Wednesday, November 2, 2011

Blog XCVII (97): The Departmental Response to the Plan B Debate

In Blog XCVI, I addressed the Plan B debate that Anthony Grafton, the President of the American Historical Association and Jim Grossman, the executive director of the AHA, initiated. In my contribution to this discussion I argued that the organization is not as weak as it thinks it is when it comes to responding to the job crisis in the history profession. There are things that the AHA can do to change the employment situation. Now, it is time to turn our attention to individual history departments.

What can they do to change employment patterns? The answer is again a lot more than they think. The faculty in departments of history have a lot of influence on the Ph.D. glut. One solution that many people writing higher education newspaper columns and blogs have suggested is that these programs stop admitting students that they know will never find academic employment once they finish their Ph.D. That would indeed solve the problem, but it runs against the institutional interests of the departments. They need and want grad students. These junior scholars are necessary for the operation of large lecture classes that tenure track faculty teach and they can also be used as instructors of record to make up the difference between the tenured faculty’s work loads and the teaching obligations of a department to meet degree requirements.

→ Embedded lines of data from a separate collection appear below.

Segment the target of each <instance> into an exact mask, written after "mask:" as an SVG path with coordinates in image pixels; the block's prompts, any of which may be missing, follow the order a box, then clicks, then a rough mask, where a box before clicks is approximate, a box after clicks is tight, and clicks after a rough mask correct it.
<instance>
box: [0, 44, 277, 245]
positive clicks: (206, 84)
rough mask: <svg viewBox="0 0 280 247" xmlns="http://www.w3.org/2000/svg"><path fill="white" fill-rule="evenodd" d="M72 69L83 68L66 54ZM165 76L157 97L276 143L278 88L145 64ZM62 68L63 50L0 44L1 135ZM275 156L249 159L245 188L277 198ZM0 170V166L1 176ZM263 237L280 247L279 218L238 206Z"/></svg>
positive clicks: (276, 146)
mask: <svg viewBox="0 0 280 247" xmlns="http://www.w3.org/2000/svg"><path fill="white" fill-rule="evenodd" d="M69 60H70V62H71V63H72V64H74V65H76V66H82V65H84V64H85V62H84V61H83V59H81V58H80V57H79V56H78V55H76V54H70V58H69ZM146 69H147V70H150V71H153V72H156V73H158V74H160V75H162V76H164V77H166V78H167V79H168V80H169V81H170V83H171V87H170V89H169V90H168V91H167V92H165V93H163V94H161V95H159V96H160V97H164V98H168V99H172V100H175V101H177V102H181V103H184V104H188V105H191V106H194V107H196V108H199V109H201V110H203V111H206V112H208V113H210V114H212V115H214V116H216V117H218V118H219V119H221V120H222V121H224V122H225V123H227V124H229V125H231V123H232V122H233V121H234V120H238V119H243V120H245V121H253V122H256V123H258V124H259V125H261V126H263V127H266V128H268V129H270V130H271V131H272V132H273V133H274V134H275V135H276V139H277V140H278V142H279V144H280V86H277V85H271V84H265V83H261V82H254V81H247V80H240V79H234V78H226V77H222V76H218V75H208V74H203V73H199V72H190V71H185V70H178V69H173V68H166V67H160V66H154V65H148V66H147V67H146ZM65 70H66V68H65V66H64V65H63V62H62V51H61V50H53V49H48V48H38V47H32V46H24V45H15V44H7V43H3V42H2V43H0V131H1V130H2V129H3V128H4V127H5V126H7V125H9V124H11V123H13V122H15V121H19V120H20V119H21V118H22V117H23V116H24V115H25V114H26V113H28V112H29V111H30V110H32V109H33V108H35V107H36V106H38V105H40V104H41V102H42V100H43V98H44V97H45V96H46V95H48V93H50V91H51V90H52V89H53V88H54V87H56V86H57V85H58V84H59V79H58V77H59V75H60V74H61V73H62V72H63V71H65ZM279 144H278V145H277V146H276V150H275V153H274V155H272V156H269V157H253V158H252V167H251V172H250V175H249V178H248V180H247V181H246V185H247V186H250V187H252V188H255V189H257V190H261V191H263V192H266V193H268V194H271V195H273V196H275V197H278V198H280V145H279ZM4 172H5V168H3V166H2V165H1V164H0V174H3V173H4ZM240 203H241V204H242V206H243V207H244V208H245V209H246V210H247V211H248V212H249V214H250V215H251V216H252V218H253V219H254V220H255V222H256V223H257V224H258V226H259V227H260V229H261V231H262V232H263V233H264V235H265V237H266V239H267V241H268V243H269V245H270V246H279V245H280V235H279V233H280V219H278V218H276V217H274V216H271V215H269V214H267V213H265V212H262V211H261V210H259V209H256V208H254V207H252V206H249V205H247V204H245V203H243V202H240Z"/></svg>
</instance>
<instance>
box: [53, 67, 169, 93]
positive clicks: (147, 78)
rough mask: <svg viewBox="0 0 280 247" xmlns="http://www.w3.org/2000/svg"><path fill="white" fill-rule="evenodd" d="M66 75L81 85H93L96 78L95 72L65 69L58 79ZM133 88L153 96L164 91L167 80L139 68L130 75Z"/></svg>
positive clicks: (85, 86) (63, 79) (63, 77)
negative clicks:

So that idea is a non-starter, but there are several other things that a department can and probably should do if it continues to admit students that will not find academic careers. These suggestions will help students, but increasing the viable career options for Ph.D.s also services the institutional interest of history departments that want to maintain or increase graduate-student enrollments. I have four main proposals:
  1. Develop an Alumni Speaker Series: bring recent graduates back to campus and have them give talks about their careers. They can provide useful information about a number of issues: where did they find job ads? What did they learn about the application process that they did not know before? What issues (expected and unexpected) did they face once they started the job? How well did their training prepare them for their new positions? What would they do different if they had it to do over again? What are they glad that they did? This type of program is good feedback for the faculty, but it can also be an inspiration for currently enrolled students. It helps to let them know what others that have been where they are now have been able to do with the degree they are earning. In Blog XV I said that alumni networking was an important consideration that historians need to do more of; this is one of the reasons why and a way to do it.
  2. Develop a Non-Academic Career Speaker Series: bring historians to campus that are doing something other than teaching in a history department. These speakers do not have to be alumni of your school. The fact of the matter is that the majority of people in history Ph.D. programs are going to be doing something other than becoming an assistant professor of history after they graduate. History faculty need to start preparing their students for non-academic careers and that will be difficult for individuals who went from grad school to faculty positions. There is no reason to have them reinvent the wheel. Have people who have already done trailblazing work in finding non-academic utility for their degrees explain those efforts. They can answer important questions like: What can I do with a history Ph.D.? Where did they find job ads? Is it possible for me to do research, publish, or teach in this type of job? Can I move into a tenure-track position later if I do something else for the time being?
  3. Profile These Guest Speakers: departmental web sites and newsletters are great forums for biographical portraits or question and answer sessions with these historians. Developing a sense of community among the alumni is also important. This type of published product bolsters the reputation of a department as an institution, which is something different than the individual publishing efforts of their faculty members. This effort can have untold second and third order effects: enhancing the reputation of the department as a place to study for students because it makes real, creative efforts to help their students find jobs; it also makes a department look creative, which is always a good environment that makesit easier to recruit new faculty.
  4.  Develop the Resources of the Career Office: Each university has a placement office(s). These centers are usually designed for undergraduates, but graduate students in history would be within their rights to ask that they develop programs to help them pursue employment opportunities in which they can use the skills they developed in their Ph.D. studies. These programs would include workshops that will help students decide what career paths are available to them; that conduct practice job interviews; and explain the nuances of writing a impressive resumes.
In closing, I should note that if any of these ideas sound good and are things that your home institutions are not offering, you should ask the department, college, or university that it begin to do so. It is an entirely reasonable request. Part of a faculty member’s job description is to help prepare their students for using their Ph.D. after they graduate.

1 comment:

  1. These are good, practical suggestions that would help. Maybe not enough for everyone, but everything helps rights now.

    In the long run, faculty are going to have to change some of their attitudes. Too many faculty still believe that successful graduate students (or at least *their* students) can get jobs with little worry, and so they're reluctant to lose the status that comes with continuing to accept new students. This was a major obstacle that my department had to overcome when it became necessary to reduce the size of the incoming classes. Those faculty had not yet come to grips with the realities of the profession today, and so were in no position to prepare their students for life after graduation.